Li Creative Technologies Enters the Voice Biometrics Arena
Li Creative Technologies (LcT) this week launched a voice biometrics engine with several unique features that the company says can provide almost 100 percent accuracy.
According to the company's president, Qi Li, a former Bell Labs scientist with more than 20 years in the speech industry, LcT's software solves three major concerns with using voice biometrics: (1) voice can be recorded by an imposter; (2) the legitimate user could be rejected due to a change in his voice; and (3) background noise.
LcT has invented anti-recording technology that prevents an imposter from gaining unauthorized access with a recorded passphrase. The user utters a voice passphrase just once to enroll, and the passphrase can be changed at any time. When a user's voice has changed, due to strained vocal cords for example, the user simply re-enrolls the passphrase.
LcT has patented several technologies related to auditory-based models, dual-microphone array, and noise cancellation and reduction, to counteract background noise. "The technology has been improved so much, and it's so robust now, that it's almost immune to background noise," Li says.
The software is also language-independent, which means the user can utter a passphrase in any language.
Li calls this "the best solution I have been involved with in terms of accuracy, noise robustness, security, and user friendliness."
Compared to other forms of biometrics, voice has a lot of advantages, Li says. "It's a lot easier to prevent your voice from getting in the hands of other people," he says.
In a database evaluation with 100 subjects, the software achieved almost 100 percent accuracy with a false rejection rate of 0.0 percent and false acceptance rate of 0.00091 percent.
The software is ready for licensing to mobile device manufacturers, financial institutions, solution providers, and mobile chip manufacturers. The software can be packaged as an app or cloud engine.

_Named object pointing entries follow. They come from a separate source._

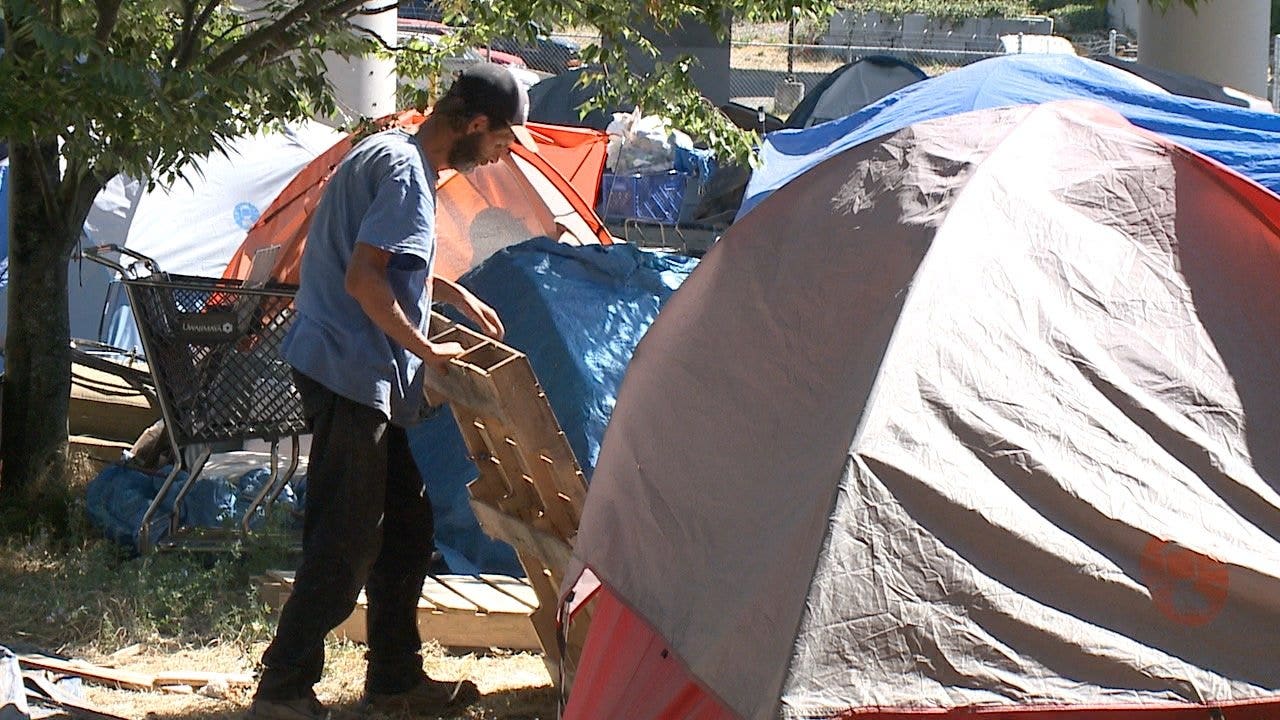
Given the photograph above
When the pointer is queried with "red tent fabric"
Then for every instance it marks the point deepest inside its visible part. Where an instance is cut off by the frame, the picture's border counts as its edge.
(974, 419)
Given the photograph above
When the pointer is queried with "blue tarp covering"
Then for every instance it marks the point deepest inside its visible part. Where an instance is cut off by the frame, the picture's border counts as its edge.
(118, 497)
(1247, 141)
(577, 313)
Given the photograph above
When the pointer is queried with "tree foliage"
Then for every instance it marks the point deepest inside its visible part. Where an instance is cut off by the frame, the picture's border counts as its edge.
(90, 89)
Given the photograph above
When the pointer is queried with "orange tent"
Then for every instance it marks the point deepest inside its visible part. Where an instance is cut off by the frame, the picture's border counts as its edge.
(524, 195)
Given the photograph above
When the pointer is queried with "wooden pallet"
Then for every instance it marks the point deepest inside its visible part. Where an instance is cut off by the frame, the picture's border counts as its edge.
(453, 610)
(530, 488)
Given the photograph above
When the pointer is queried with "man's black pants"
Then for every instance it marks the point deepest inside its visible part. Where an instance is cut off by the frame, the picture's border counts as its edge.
(368, 524)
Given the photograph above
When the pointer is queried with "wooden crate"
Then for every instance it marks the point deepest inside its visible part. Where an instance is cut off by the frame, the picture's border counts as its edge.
(530, 488)
(453, 610)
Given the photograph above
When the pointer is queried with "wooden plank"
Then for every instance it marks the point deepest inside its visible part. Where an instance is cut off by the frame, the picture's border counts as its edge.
(516, 588)
(484, 596)
(553, 551)
(201, 678)
(110, 677)
(467, 629)
(446, 598)
(50, 696)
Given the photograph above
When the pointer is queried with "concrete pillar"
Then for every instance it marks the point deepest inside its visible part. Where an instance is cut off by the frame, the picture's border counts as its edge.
(698, 40)
(365, 86)
(1223, 41)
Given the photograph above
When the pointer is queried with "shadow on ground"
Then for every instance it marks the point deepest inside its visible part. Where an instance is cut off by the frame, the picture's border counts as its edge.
(536, 703)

Craig Adams, technical editor at LcT, sees tremendous opportunity for the company in the voice biometrics space. "There's a lot of potential in this space, a lot of movement right now," he says. "In examining this market, it's very big right now."

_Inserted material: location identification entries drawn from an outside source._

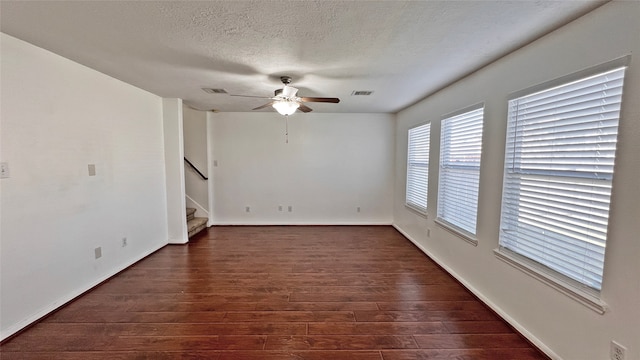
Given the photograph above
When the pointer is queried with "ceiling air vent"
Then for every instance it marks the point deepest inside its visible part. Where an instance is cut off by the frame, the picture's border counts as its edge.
(214, 91)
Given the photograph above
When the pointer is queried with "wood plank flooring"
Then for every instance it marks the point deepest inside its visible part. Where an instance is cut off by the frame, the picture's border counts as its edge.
(301, 292)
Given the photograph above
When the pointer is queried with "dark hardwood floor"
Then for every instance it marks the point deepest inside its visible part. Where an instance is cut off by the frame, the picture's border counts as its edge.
(301, 292)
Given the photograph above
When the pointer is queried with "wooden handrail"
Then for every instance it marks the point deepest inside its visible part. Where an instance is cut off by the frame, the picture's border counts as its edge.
(196, 169)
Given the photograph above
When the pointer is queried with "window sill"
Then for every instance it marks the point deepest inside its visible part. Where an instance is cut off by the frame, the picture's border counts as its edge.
(565, 287)
(471, 239)
(417, 211)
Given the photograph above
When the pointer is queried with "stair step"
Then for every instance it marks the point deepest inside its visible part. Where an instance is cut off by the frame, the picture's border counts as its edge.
(196, 225)
(190, 212)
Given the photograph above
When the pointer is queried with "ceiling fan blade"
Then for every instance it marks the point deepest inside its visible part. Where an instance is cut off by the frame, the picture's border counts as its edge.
(314, 99)
(304, 108)
(259, 97)
(264, 106)
(289, 91)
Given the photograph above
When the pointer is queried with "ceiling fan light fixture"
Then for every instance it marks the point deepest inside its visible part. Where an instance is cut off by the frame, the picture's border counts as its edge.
(286, 107)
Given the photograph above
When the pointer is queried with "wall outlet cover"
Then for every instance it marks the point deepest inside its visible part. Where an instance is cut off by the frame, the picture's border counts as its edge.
(4, 170)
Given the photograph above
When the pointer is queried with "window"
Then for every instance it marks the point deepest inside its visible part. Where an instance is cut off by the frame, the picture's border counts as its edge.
(418, 167)
(460, 148)
(560, 153)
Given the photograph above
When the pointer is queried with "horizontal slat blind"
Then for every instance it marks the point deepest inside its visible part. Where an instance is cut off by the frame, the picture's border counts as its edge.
(460, 149)
(418, 167)
(560, 154)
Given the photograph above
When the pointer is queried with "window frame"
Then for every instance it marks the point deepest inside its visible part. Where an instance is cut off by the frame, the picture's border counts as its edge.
(463, 233)
(413, 206)
(588, 296)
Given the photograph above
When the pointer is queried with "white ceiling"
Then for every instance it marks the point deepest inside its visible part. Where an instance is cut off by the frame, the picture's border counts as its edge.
(402, 50)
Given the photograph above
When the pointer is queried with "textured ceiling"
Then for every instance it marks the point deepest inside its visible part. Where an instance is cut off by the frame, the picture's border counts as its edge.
(402, 50)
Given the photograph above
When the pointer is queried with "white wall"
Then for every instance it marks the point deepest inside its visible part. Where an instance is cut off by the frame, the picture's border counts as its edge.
(332, 164)
(174, 170)
(563, 327)
(195, 149)
(56, 118)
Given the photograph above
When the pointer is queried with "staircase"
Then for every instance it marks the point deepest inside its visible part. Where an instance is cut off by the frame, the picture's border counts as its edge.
(194, 224)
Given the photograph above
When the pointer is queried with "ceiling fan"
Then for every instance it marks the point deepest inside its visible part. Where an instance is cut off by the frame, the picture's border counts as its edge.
(286, 101)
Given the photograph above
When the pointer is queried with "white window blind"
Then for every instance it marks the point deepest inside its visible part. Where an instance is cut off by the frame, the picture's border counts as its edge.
(418, 167)
(459, 178)
(560, 153)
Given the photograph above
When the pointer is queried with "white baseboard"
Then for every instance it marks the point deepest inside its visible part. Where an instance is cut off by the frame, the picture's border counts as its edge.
(521, 329)
(301, 223)
(69, 297)
(200, 210)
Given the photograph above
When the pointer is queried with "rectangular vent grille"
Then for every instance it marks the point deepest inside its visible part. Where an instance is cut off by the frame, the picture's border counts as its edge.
(361, 93)
(214, 91)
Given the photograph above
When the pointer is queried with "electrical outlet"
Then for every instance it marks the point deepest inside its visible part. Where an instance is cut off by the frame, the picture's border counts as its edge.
(4, 170)
(617, 351)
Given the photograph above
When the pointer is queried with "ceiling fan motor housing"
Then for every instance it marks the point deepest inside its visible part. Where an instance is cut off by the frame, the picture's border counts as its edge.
(285, 79)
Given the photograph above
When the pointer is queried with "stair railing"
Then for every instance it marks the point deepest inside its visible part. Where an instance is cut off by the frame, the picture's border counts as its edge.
(196, 169)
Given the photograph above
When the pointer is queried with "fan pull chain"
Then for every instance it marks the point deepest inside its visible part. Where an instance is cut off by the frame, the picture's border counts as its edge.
(286, 129)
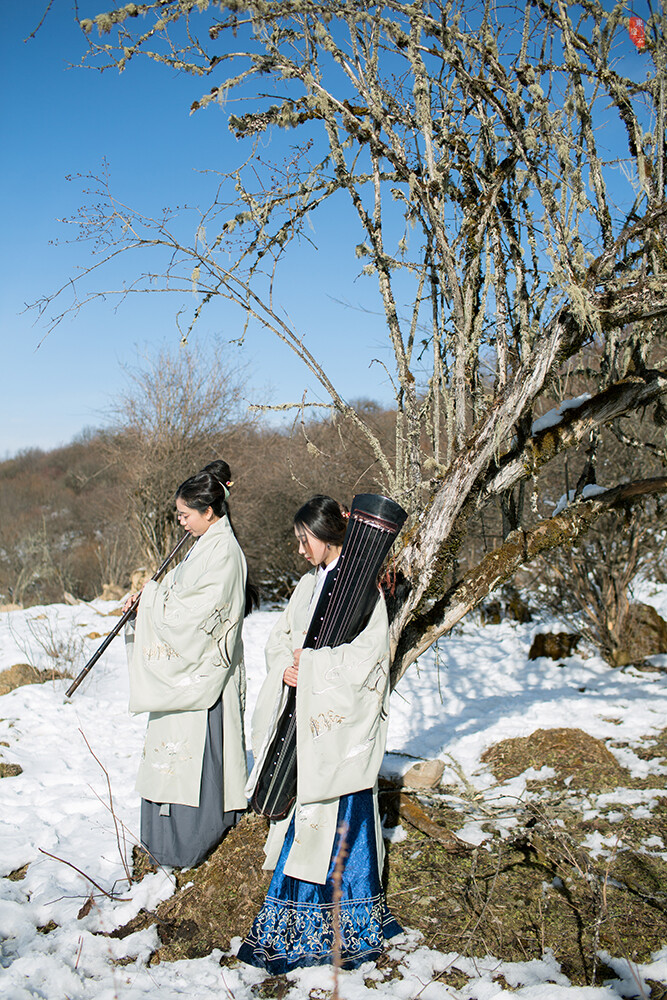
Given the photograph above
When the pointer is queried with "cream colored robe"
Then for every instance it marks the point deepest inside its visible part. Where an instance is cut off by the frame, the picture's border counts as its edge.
(188, 649)
(342, 701)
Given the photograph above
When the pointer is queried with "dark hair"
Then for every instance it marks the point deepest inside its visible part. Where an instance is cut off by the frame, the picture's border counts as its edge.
(210, 488)
(325, 518)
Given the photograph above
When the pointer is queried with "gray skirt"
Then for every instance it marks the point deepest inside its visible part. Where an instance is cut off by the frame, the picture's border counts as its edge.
(182, 836)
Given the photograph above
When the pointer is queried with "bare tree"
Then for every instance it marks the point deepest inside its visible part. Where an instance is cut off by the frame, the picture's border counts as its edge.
(178, 411)
(504, 173)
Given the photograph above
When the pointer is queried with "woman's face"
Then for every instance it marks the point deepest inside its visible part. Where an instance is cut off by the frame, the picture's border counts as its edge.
(311, 548)
(192, 520)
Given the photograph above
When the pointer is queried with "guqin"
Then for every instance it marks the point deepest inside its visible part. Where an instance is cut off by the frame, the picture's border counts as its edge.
(343, 610)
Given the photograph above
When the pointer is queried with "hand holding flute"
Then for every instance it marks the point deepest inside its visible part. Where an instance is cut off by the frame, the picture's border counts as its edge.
(129, 609)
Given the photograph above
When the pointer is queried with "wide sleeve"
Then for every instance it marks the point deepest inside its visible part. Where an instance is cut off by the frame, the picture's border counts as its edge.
(342, 711)
(188, 632)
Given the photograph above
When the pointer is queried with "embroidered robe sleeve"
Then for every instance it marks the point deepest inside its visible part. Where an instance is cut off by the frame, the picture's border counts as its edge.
(188, 630)
(342, 712)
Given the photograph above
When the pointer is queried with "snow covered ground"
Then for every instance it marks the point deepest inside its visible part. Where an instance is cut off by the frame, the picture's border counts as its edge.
(476, 689)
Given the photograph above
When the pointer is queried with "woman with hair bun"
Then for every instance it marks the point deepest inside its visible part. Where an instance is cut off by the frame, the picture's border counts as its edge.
(342, 701)
(187, 672)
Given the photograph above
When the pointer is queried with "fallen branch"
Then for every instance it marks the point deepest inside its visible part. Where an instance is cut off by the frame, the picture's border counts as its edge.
(410, 810)
(109, 895)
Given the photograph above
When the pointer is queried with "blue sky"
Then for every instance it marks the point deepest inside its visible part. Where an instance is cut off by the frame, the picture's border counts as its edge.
(59, 121)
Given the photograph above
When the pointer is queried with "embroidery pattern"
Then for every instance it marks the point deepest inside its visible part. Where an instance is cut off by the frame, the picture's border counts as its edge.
(377, 679)
(166, 756)
(160, 651)
(325, 722)
(305, 932)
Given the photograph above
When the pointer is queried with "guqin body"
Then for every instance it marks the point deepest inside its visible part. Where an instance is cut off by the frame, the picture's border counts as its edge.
(343, 610)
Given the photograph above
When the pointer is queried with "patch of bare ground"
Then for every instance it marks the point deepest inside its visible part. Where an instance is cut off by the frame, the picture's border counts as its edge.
(566, 880)
(571, 868)
(214, 902)
(24, 673)
(574, 755)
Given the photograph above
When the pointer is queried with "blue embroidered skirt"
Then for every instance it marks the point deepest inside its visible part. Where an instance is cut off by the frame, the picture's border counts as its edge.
(295, 926)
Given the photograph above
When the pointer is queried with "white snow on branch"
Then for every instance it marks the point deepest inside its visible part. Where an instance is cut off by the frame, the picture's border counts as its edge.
(592, 490)
(553, 417)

Li agrees. "Speech is getting very popular these days," he says.
Adams sees the biggest market potential in the financial services and e-commerce verticals and as a way to lock and unlock smartphones.
The Florham Park, N.J., company was founded in 2002 and has been involved in audio and speech technologies since then, but voice biometrics is a new area. According to Li, the company got involved in voice biometrtics in response to customer demand. The company was also heavily involved in government work, which gave rise to the voice biometrics product, he adds.